Survival rates for early-stage breast cancer (which has not yet reached the lymph nodes) are around 98 percent and drop to around 80 percent if the cancer has spread. If the disease is found in even later stages, then the survival rates begin to plummet. Despite these statistics, many women are still hesitant to receive mammograms at all, much less annually.

Despite some possible, slight discomfort, the lifesaving potential of mammograms is worth it. Let’s review the actual procedure:

  • The patient disrobes and puts on a gown.
  • Standing in front of an x-ray machine, the patient puts their breast between two plates.  This part can be a little painful, but necessary. Some facilities offer a comfort pad which could reduce the pain.
  • After 10 to 15 minutes, the imaging is complete and the technician will scan the other breast.

One issue that women worry about is false positives.
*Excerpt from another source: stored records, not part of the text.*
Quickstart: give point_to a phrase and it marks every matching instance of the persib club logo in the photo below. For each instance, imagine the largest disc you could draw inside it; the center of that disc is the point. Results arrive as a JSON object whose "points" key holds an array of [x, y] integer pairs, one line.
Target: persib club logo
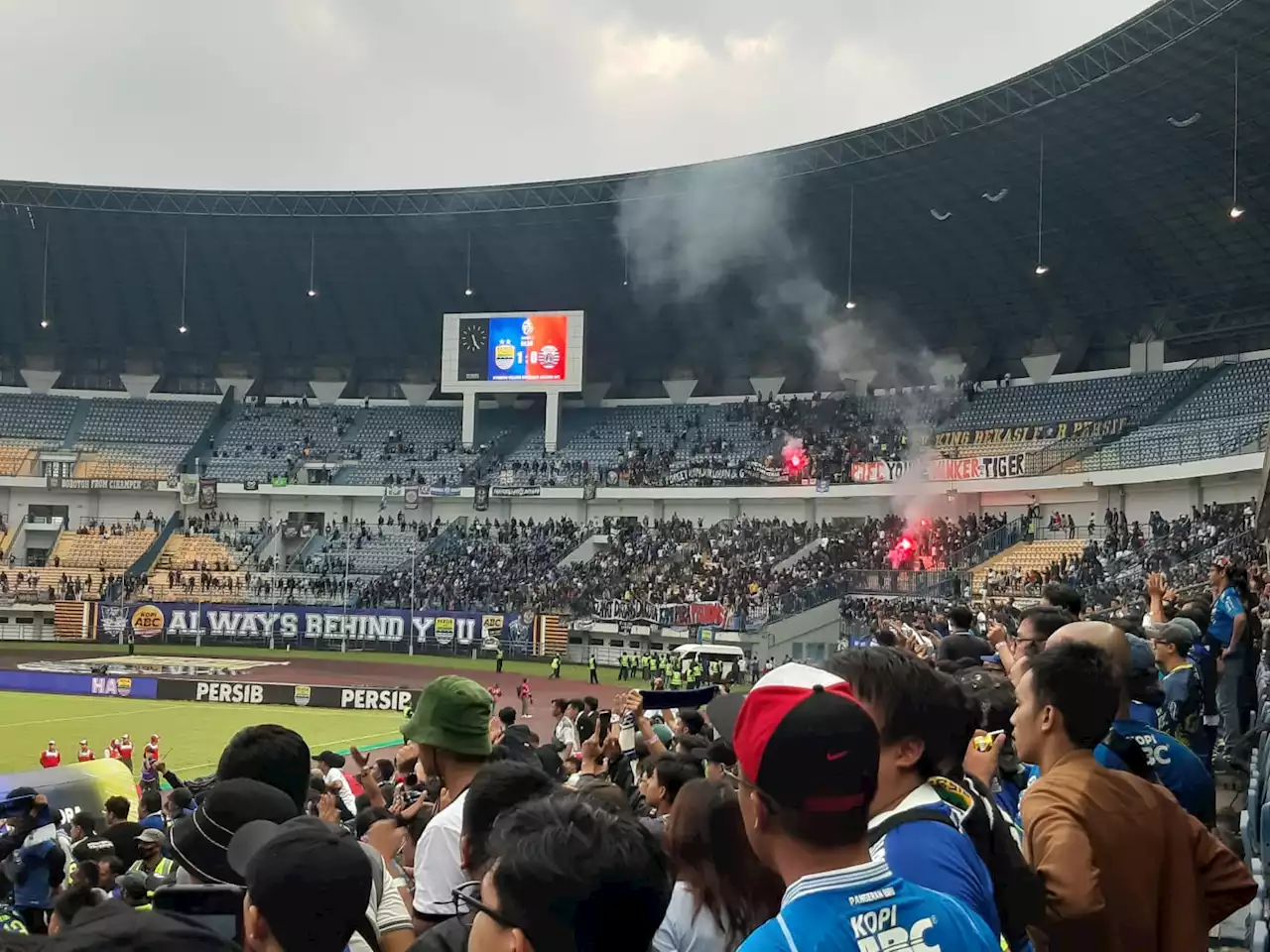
{"points": [[148, 621], [112, 620], [504, 354]]}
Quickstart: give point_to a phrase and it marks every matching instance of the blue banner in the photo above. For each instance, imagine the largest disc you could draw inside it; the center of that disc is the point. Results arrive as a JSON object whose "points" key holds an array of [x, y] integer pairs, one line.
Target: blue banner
{"points": [[45, 683], [316, 624]]}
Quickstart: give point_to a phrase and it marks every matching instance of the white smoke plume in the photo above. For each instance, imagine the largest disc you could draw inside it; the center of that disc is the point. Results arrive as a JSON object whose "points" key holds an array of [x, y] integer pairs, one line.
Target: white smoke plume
{"points": [[690, 232]]}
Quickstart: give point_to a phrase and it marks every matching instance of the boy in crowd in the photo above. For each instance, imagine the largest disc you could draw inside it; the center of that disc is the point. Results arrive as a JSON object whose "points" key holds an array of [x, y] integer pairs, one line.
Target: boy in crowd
{"points": [[810, 770], [1124, 866]]}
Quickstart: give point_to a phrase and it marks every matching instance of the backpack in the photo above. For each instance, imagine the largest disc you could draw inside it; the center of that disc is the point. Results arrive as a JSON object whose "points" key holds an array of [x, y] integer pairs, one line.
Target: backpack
{"points": [[1017, 890]]}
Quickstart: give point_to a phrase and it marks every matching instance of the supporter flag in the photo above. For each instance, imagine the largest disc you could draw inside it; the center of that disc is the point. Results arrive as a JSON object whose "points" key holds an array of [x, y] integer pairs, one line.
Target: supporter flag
{"points": [[189, 489], [207, 494]]}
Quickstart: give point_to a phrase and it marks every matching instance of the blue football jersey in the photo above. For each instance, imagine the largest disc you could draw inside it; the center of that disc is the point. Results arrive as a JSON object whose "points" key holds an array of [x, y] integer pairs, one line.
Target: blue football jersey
{"points": [[869, 909]]}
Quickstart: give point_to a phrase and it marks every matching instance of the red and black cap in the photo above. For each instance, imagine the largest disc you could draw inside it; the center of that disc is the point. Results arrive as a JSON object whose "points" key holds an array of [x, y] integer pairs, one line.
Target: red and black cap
{"points": [[803, 739]]}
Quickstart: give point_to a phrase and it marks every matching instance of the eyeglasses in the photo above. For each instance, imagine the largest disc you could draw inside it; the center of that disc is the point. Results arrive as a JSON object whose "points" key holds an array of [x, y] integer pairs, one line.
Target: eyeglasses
{"points": [[466, 900]]}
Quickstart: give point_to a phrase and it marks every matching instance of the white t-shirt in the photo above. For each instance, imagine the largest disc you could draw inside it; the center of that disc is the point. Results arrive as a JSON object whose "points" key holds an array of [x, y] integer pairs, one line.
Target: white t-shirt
{"points": [[439, 869], [568, 735], [345, 794], [686, 928], [390, 916]]}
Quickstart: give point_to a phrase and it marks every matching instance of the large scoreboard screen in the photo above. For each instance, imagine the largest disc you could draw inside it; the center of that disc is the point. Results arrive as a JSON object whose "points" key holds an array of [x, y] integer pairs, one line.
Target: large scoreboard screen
{"points": [[513, 350], [517, 347]]}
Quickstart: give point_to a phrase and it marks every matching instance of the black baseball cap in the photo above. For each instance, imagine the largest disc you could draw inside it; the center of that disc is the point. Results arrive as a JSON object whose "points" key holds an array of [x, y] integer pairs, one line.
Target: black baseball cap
{"points": [[200, 841], [803, 739], [310, 883]]}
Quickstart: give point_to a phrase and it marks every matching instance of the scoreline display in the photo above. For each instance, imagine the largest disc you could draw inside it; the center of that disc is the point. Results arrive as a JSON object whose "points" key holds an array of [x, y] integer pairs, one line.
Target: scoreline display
{"points": [[532, 348], [513, 350]]}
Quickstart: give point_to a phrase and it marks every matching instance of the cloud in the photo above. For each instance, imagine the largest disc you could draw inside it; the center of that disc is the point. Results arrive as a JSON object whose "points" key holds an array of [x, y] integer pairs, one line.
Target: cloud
{"points": [[430, 93], [661, 58]]}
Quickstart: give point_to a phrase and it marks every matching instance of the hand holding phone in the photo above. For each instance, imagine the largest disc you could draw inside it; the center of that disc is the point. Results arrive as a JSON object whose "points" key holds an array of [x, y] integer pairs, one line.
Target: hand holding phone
{"points": [[216, 906]]}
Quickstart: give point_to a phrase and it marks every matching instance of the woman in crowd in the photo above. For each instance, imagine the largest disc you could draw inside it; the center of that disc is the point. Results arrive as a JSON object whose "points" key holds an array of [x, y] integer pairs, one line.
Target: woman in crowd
{"points": [[707, 846]]}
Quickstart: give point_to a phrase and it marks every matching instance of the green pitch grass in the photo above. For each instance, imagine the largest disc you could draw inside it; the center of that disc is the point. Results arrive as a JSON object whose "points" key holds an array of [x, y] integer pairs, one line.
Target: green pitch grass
{"points": [[191, 735], [86, 649]]}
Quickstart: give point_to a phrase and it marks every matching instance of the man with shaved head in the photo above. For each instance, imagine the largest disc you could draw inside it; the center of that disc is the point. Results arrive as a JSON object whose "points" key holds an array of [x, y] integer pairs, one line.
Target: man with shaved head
{"points": [[1125, 869], [1171, 762]]}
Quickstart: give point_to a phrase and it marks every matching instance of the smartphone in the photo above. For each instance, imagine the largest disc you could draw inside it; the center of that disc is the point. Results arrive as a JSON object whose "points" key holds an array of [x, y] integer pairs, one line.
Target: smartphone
{"points": [[983, 742], [217, 907], [13, 807]]}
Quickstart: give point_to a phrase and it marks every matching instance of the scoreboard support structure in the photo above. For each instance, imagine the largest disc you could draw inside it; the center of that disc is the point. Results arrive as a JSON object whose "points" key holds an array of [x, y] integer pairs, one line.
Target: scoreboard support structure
{"points": [[509, 353]]}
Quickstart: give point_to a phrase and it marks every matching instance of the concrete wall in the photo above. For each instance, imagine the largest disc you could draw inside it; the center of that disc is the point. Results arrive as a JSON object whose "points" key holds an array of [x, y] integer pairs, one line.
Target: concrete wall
{"points": [[1138, 498]]}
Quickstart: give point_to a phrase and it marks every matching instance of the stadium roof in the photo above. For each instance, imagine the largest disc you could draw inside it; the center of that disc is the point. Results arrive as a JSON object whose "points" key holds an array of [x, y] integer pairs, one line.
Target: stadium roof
{"points": [[930, 223]]}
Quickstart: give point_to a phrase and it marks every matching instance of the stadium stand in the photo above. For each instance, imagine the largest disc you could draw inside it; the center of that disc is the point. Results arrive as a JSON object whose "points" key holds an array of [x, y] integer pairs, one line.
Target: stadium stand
{"points": [[1065, 402], [145, 421], [114, 547], [261, 442], [16, 460], [39, 420], [414, 444], [640, 444]]}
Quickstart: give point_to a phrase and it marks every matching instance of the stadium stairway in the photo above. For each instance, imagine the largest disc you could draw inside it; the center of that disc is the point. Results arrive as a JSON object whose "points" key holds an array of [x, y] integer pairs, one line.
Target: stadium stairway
{"points": [[815, 625], [1028, 556], [589, 547], [76, 425], [1065, 454], [556, 635], [801, 555]]}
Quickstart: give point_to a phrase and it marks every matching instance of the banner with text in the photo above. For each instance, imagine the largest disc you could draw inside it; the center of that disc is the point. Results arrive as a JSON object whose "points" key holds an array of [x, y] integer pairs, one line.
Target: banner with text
{"points": [[246, 692], [978, 467], [971, 467], [672, 616], [316, 624], [1042, 431], [879, 471]]}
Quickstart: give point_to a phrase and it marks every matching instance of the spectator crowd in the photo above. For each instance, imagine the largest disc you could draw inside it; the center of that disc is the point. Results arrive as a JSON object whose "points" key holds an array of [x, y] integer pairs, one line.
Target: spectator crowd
{"points": [[957, 783]]}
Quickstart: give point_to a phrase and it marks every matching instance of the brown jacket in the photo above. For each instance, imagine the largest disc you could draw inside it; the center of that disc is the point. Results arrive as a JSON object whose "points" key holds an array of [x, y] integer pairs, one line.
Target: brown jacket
{"points": [[1125, 869]]}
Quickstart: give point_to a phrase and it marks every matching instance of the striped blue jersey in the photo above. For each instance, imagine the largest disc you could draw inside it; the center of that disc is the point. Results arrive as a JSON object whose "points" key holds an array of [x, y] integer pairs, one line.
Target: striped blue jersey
{"points": [[869, 909]]}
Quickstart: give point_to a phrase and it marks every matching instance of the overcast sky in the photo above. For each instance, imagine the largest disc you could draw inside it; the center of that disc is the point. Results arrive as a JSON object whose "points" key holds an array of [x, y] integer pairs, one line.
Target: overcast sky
{"points": [[376, 94]]}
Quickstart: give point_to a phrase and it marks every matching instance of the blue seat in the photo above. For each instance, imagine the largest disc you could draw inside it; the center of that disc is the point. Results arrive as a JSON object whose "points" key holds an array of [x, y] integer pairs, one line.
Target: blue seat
{"points": [[1264, 833]]}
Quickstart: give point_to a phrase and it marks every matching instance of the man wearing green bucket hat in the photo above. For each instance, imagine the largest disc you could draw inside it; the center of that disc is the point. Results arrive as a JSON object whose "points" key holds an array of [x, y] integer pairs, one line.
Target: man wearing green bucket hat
{"points": [[448, 731]]}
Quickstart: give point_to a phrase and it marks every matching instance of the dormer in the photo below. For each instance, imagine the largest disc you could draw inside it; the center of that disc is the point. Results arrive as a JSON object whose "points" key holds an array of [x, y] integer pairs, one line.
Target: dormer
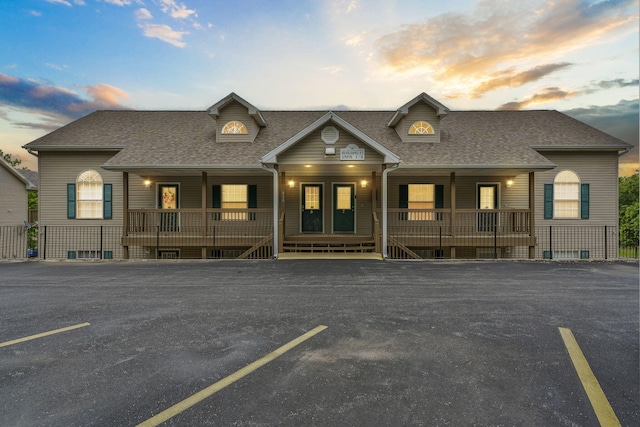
{"points": [[419, 119], [236, 119]]}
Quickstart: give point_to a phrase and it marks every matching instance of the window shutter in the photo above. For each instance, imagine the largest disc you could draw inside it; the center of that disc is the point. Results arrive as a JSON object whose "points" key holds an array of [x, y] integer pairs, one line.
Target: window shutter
{"points": [[71, 201], [403, 202], [439, 197], [548, 201], [216, 200], [252, 196], [252, 200], [584, 201], [217, 197], [108, 201]]}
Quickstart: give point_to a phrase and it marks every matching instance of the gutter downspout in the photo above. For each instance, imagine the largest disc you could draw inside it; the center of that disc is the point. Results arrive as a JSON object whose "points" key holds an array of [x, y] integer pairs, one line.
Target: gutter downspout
{"points": [[384, 208], [276, 191]]}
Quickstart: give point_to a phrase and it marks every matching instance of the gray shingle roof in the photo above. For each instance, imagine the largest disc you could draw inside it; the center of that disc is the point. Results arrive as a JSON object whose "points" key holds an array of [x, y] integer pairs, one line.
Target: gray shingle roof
{"points": [[187, 138]]}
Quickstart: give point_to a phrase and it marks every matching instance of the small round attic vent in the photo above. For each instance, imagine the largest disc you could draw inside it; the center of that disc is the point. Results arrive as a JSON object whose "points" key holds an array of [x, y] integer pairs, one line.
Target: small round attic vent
{"points": [[329, 135]]}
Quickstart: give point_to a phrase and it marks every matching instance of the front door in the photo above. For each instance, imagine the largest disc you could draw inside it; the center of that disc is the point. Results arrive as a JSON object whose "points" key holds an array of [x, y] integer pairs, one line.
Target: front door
{"points": [[487, 200], [311, 208], [343, 208], [168, 199]]}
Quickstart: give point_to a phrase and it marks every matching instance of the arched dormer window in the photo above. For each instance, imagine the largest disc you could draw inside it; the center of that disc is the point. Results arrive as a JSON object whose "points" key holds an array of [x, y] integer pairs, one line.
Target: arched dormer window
{"points": [[421, 128], [566, 195], [89, 195], [235, 128]]}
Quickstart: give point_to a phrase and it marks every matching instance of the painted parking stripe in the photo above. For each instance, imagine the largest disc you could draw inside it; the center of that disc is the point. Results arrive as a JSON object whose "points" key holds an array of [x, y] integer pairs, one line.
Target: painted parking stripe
{"points": [[598, 400], [44, 334], [203, 394]]}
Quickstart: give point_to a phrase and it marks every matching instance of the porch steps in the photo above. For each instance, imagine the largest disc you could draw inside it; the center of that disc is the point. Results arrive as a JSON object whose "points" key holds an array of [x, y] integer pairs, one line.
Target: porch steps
{"points": [[344, 244]]}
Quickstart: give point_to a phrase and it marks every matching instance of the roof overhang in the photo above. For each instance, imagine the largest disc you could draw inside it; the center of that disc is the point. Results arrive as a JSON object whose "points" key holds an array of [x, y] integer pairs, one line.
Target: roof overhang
{"points": [[214, 110], [272, 156]]}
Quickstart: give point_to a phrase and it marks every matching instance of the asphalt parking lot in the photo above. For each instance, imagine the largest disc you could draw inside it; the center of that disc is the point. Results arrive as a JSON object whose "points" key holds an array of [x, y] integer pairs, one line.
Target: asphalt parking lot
{"points": [[406, 343]]}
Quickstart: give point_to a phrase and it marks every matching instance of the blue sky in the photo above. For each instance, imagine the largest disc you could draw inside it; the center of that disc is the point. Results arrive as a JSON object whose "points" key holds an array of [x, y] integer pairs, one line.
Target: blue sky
{"points": [[62, 59]]}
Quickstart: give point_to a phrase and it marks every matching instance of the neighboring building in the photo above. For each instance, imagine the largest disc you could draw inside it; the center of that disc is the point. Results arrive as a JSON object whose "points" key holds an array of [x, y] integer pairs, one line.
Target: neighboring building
{"points": [[418, 182], [15, 186]]}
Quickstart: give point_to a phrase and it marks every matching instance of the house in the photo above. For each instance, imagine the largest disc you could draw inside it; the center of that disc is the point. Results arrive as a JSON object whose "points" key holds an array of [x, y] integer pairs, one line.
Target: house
{"points": [[418, 182], [15, 186]]}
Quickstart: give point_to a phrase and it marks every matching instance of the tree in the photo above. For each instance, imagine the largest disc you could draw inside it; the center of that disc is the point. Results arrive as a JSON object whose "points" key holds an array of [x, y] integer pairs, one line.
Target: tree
{"points": [[9, 158], [629, 210]]}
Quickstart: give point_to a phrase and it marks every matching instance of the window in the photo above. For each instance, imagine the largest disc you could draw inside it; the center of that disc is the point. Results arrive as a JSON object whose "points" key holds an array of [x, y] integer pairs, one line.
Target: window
{"points": [[89, 195], [421, 128], [234, 196], [566, 195], [421, 196], [235, 128]]}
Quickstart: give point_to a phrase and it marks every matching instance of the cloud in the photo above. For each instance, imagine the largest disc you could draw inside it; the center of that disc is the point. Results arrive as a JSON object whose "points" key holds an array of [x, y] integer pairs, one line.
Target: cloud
{"points": [[620, 120], [547, 95], [143, 14], [56, 105], [489, 38], [507, 78], [164, 33], [63, 2], [176, 10], [119, 2]]}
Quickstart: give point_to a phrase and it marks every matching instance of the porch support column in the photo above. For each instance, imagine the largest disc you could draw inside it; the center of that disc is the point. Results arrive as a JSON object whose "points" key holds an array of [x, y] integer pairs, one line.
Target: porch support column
{"points": [[532, 215], [204, 215], [452, 195], [125, 212]]}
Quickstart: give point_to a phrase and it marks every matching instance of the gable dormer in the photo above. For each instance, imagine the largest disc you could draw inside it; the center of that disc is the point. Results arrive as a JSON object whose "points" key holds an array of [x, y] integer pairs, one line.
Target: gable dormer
{"points": [[419, 119], [236, 119]]}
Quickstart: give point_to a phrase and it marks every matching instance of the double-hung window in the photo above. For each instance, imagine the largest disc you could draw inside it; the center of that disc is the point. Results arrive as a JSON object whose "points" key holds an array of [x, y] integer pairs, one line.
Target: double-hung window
{"points": [[89, 197], [421, 196]]}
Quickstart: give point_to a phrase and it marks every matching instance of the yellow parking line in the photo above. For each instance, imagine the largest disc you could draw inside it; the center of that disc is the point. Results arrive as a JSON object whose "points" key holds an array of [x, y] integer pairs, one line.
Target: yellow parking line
{"points": [[44, 334], [203, 394], [599, 401]]}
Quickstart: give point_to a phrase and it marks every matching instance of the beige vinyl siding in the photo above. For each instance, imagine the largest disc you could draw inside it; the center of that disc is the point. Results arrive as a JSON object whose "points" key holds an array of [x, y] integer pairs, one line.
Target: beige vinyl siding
{"points": [[516, 197], [419, 112], [293, 203], [57, 169], [13, 193], [312, 150], [141, 197], [236, 111], [599, 170]]}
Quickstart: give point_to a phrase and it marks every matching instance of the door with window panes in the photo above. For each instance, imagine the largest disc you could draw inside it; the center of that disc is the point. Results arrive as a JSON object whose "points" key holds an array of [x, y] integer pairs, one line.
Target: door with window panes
{"points": [[311, 216], [487, 201], [343, 208]]}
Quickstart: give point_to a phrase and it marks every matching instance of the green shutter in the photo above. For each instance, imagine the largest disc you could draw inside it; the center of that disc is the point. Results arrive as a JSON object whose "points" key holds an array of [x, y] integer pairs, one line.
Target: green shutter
{"points": [[217, 197], [252, 200], [548, 201], [252, 196], [403, 192], [216, 200], [71, 201], [108, 201], [439, 196], [584, 201]]}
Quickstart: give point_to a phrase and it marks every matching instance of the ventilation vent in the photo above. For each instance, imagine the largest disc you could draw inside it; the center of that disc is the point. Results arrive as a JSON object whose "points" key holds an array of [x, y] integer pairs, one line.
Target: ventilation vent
{"points": [[330, 135]]}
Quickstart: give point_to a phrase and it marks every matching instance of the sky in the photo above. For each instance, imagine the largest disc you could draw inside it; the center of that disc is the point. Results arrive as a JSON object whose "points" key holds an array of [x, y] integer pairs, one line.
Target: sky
{"points": [[62, 59]]}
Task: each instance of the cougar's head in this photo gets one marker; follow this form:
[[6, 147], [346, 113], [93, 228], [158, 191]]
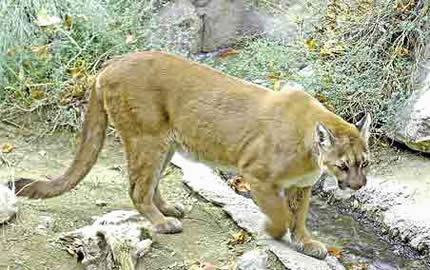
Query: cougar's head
[[343, 152]]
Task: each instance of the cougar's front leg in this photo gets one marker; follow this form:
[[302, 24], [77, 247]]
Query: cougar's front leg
[[298, 200], [273, 204], [144, 155]]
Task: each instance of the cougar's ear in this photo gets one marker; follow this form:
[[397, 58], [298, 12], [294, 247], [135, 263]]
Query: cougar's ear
[[364, 126], [323, 137]]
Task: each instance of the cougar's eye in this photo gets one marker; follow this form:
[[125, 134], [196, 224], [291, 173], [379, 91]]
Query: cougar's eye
[[342, 167]]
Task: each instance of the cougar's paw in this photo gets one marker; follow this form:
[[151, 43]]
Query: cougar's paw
[[276, 231], [177, 210], [313, 248], [172, 225]]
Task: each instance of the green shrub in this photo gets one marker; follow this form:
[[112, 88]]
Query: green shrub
[[365, 52]]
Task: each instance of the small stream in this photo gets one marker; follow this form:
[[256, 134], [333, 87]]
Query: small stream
[[361, 248]]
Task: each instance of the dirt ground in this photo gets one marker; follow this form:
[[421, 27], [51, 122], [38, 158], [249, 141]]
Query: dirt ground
[[207, 231]]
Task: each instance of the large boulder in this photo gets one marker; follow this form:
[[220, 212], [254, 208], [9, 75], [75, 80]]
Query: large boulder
[[207, 25], [412, 126]]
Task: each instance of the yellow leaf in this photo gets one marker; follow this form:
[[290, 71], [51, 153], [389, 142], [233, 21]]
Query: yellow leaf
[[334, 251], [43, 19], [129, 39], [68, 22], [240, 238], [42, 52], [311, 44], [227, 53], [239, 185], [7, 148], [276, 85], [36, 94]]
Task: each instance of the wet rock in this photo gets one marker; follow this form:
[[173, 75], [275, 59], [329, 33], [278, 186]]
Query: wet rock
[[412, 123], [390, 210], [114, 241], [8, 206], [253, 260], [245, 213], [101, 203], [45, 223]]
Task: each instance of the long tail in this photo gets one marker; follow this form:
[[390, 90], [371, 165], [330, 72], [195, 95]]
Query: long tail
[[92, 139]]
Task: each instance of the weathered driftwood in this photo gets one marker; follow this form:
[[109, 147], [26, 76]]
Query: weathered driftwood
[[114, 241]]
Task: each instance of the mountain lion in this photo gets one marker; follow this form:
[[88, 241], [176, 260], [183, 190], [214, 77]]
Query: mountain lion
[[160, 103]]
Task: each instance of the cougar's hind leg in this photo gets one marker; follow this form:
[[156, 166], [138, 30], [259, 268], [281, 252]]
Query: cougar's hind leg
[[177, 209], [144, 154]]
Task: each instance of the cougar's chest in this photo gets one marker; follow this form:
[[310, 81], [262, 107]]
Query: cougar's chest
[[306, 180]]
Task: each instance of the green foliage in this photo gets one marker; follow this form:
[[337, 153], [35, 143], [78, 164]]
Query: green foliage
[[365, 53], [49, 51]]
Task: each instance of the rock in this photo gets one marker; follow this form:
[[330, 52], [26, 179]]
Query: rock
[[222, 22], [245, 213], [208, 25], [101, 203], [45, 223], [253, 260], [114, 241], [179, 26], [412, 124], [389, 208], [8, 206]]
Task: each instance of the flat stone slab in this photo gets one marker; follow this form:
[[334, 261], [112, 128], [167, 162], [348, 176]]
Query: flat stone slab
[[202, 179], [253, 260], [114, 241], [8, 206]]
Some mammograms do come back with abnormal readings. However, only about 10 percent of those end up as actual incidences of breast cancer. Admittedly, receiving such a false positive can be traumatic. But further tests can be conducted to confirm or discount the diagnosis. Is a day or two of potential worry worth the benefit of early detection and associated treatment, which could save your life? It is exceedingly rare for a false positive to result in unwarranted treatment.

Myths and misconceptions about mammograms:

  • Should women skip mammograms if they don’t have a family history of breast cancer?


Skipping screenings procedures is inadvisable because many women develop the disease without family histories of breast cancer. So, screenings should be done on a regular basis regardless of family history.

  • Do Mammograms cause cancer because of radiation?


X-rays for mammography use radiation, but they produce about the same low-dose radiation as dental x-rays. Standards set by the Mammography Quality Standards Act (MQSA) dictate the radiation levels are set as low as possible for levels to still produce clear, useable images.

  •  If I feel fine, can I skip the procedure?


Some women might self-diagnose and believe that early-stage breast cancer will present identifiable symptoms. In most cases, examination is the only way to find a suspicious mass before symptoms are present.

  • If I’m older, can I skip my mammogram?


Older women might feel they don’t need diagnostic scans. However, they are most at risk for breast cancer. With early detection, senior women have a great opportunity to pursue treatment and fully recover.

As with other areas of your personal health, it’s important you take control of your own body. If your physician fails to recommend a mammogram, but you feel you are in a higher risk group, be sure to speak up. You can also take preventive steps at home by regularly performing self-examinations to find lumps or suspicious changes. By being proactive, you can potentially catch breast cancer in its earliest stages and begin treatment so you can lead a long and healthy life.